This Is How We Feed the Animals

First, we name them: Blood-Beasts. Double They.

We sense them shining in our net of nerves.

Countless. Pelted. Their mint-smoke smell, closer

than we thought. This is how we track them

with our bone-dice & witching rods. How we dig

them a hole with the knives of our teeth. Will they

fall in? We wait. But when we look, nothing

has fallen. We throw some hay into the hole

to lure them. We lie down, thinking of their manes.

Soft in the sun. Filling our hands. This is how

we hold them in our minds: their slurred bodies

spring air whining so we can’t make out a word. 

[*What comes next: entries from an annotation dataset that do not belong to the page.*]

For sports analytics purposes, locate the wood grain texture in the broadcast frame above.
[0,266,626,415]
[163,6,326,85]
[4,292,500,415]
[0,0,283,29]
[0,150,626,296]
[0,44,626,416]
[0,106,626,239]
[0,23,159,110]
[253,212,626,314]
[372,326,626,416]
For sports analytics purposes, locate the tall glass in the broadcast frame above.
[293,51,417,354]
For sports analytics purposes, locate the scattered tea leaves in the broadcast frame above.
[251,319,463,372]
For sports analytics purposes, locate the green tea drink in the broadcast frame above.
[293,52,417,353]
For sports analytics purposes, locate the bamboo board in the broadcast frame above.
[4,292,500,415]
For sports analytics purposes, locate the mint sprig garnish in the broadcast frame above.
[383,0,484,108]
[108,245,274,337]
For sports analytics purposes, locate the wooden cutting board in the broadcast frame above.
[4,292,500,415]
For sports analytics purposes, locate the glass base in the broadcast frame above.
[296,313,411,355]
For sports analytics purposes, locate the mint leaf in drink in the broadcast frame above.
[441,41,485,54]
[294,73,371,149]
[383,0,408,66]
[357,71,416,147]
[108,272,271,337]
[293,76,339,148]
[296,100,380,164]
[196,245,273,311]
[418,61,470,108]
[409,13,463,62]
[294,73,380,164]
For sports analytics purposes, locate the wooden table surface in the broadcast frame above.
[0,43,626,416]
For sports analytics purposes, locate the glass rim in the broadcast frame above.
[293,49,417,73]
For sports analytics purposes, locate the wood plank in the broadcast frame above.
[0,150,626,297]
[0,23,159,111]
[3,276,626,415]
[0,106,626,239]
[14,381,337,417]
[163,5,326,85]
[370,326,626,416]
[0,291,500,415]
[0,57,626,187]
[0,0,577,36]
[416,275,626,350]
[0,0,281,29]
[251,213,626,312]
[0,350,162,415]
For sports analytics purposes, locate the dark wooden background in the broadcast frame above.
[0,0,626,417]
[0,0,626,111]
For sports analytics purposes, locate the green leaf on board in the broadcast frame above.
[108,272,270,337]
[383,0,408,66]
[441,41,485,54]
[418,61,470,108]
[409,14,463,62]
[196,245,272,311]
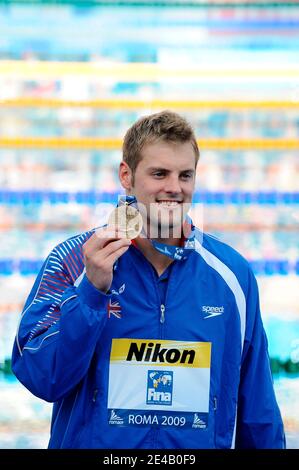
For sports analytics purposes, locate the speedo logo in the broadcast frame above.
[126,343,195,364]
[202,305,224,319]
[110,338,211,371]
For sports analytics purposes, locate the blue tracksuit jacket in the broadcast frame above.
[12,231,285,449]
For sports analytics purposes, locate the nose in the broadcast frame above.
[164,175,182,194]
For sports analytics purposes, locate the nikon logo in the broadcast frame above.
[126,342,195,364]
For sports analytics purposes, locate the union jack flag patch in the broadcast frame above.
[107,299,122,318]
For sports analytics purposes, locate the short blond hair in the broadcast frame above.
[123,110,199,176]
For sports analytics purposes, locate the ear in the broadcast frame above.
[118,161,132,191]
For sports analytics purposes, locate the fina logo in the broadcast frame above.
[202,305,224,320]
[192,413,207,429]
[146,370,173,406]
[109,410,124,424]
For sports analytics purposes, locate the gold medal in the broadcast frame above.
[108,204,143,240]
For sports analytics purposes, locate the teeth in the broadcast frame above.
[158,201,179,207]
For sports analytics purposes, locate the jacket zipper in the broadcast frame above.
[160,304,165,323]
[92,388,99,403]
[213,397,218,449]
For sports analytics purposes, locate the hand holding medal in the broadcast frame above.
[108,203,143,240]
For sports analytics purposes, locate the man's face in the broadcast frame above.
[126,142,195,238]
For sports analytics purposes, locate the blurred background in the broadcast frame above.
[0,0,299,448]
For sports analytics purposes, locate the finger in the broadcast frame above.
[99,238,131,259]
[83,227,121,251]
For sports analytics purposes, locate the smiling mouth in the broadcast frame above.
[157,200,182,207]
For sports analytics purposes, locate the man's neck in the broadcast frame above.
[135,237,181,276]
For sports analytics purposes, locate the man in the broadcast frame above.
[13,111,284,449]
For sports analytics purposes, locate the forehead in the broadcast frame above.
[138,142,196,171]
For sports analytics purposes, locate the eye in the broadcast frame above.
[153,171,165,178]
[181,173,193,181]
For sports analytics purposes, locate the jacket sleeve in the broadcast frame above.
[12,244,109,402]
[236,270,285,449]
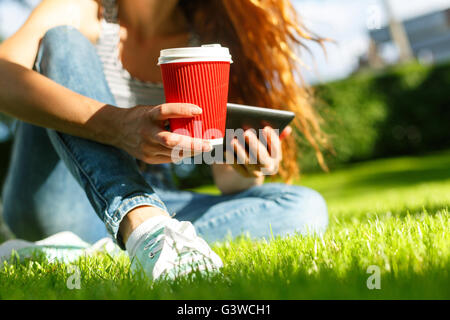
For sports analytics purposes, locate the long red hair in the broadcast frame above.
[180,0,327,181]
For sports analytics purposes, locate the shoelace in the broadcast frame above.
[144,225,211,265]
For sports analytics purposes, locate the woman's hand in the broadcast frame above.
[114,103,212,164]
[226,126,292,178]
[212,127,292,194]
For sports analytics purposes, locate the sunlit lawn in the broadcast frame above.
[0,152,450,299]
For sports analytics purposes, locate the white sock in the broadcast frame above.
[125,216,172,258]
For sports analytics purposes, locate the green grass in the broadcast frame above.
[0,152,450,299]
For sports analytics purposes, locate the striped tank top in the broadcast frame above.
[95,0,199,188]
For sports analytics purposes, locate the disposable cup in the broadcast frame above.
[158,44,232,145]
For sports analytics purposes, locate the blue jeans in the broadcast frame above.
[3,26,328,248]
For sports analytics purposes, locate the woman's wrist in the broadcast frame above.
[86,104,126,147]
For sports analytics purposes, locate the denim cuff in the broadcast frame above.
[104,194,167,250]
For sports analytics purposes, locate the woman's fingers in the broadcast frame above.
[151,103,202,121]
[280,126,292,140]
[231,139,261,177]
[263,126,281,162]
[244,130,273,166]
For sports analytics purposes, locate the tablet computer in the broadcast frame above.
[226,103,295,133]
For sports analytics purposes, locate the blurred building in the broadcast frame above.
[361,8,450,67]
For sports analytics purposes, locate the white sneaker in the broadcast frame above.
[126,217,223,280]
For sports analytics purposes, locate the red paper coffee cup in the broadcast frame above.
[158,45,232,145]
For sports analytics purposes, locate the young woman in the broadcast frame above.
[0,0,328,278]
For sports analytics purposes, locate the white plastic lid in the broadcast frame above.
[158,44,233,65]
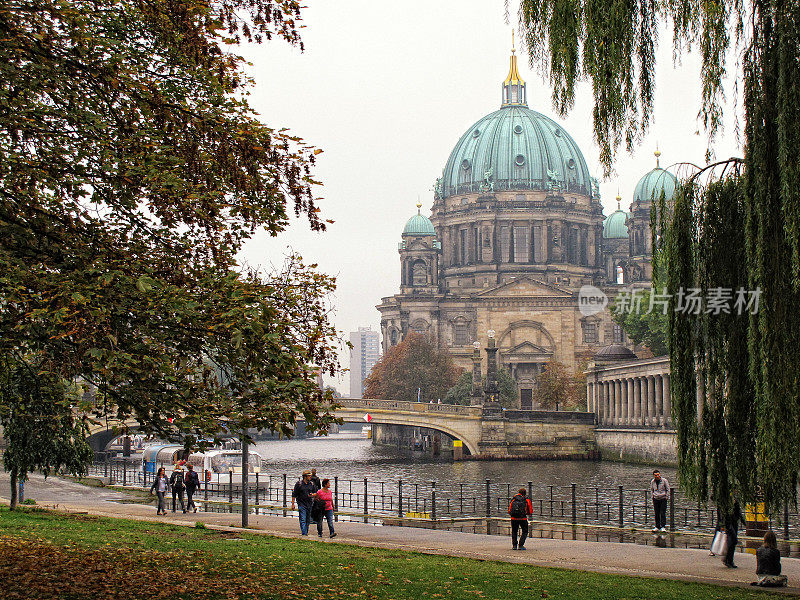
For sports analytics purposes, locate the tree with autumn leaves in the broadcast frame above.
[0,0,338,508]
[364,333,461,402]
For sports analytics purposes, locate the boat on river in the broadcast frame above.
[142,443,263,482]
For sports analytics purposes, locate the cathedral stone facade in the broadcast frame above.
[377,47,676,409]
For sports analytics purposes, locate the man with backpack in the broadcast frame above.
[508,488,533,550]
[169,465,186,513]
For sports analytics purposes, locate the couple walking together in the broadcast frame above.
[292,469,336,537]
[150,464,200,515]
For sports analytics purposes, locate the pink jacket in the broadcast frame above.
[317,488,333,510]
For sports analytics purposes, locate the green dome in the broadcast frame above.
[603,209,628,239]
[439,105,591,197]
[403,213,436,235]
[633,167,678,205]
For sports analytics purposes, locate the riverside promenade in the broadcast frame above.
[0,472,800,595]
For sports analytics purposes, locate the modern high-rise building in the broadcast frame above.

We think they have words. We think they secrete

a liquor from their tongues which is a cure. 

This is how we kissed them once, in a season

of mystery between us. They wouldn’t stay

or eat anything from our hands. Only: some of us

have seen them, hanging their muzzles

over the fence-line. We seem to feel

their breath on our backs at night. This is how

we feel when the egg of sleep will not

break for us: Grief-Marked. Heart-Lost


You died in the pith of August. You left us.
In rageful choke, in dust: you left us.

On your coffin lid: Going Home. A bluebird.
Its plastic banner melting down. You left us

in a welter of bells & holywater. The Word 
of the Lord glazed shut the day. Like air, you left us

to our sweat & our complaints. To our swollen wood-
pulp tongues. Pressed into one car, we U-turned. Left      

the wrong way home. No birds
quickened through the balding pines. You left us

to bleat & blister our way out. My own words 
hung, paint-thick in my chest. Nothing you left us

made sense. Your college of clay cardinals, each bird
a tiny fist of silence.  Is this what’s left of us

without you? Little engine, steel-hulled bird.
I was laughing, still in my pajamas, when you left us      

for the fresh-peeled edge of space. You felt a sword
of light draw down your spine, & then—you left us

honeycombed, here. No words for the quiet slur
of days that have wept through the world since you left us.

And though I’m middle-named for you (Michelle, a word 
for the warlike angel who salts the earth you left us 

digging in) my first name knits a tighter cord:  
Courteney, dark dweller, who waits where you left us.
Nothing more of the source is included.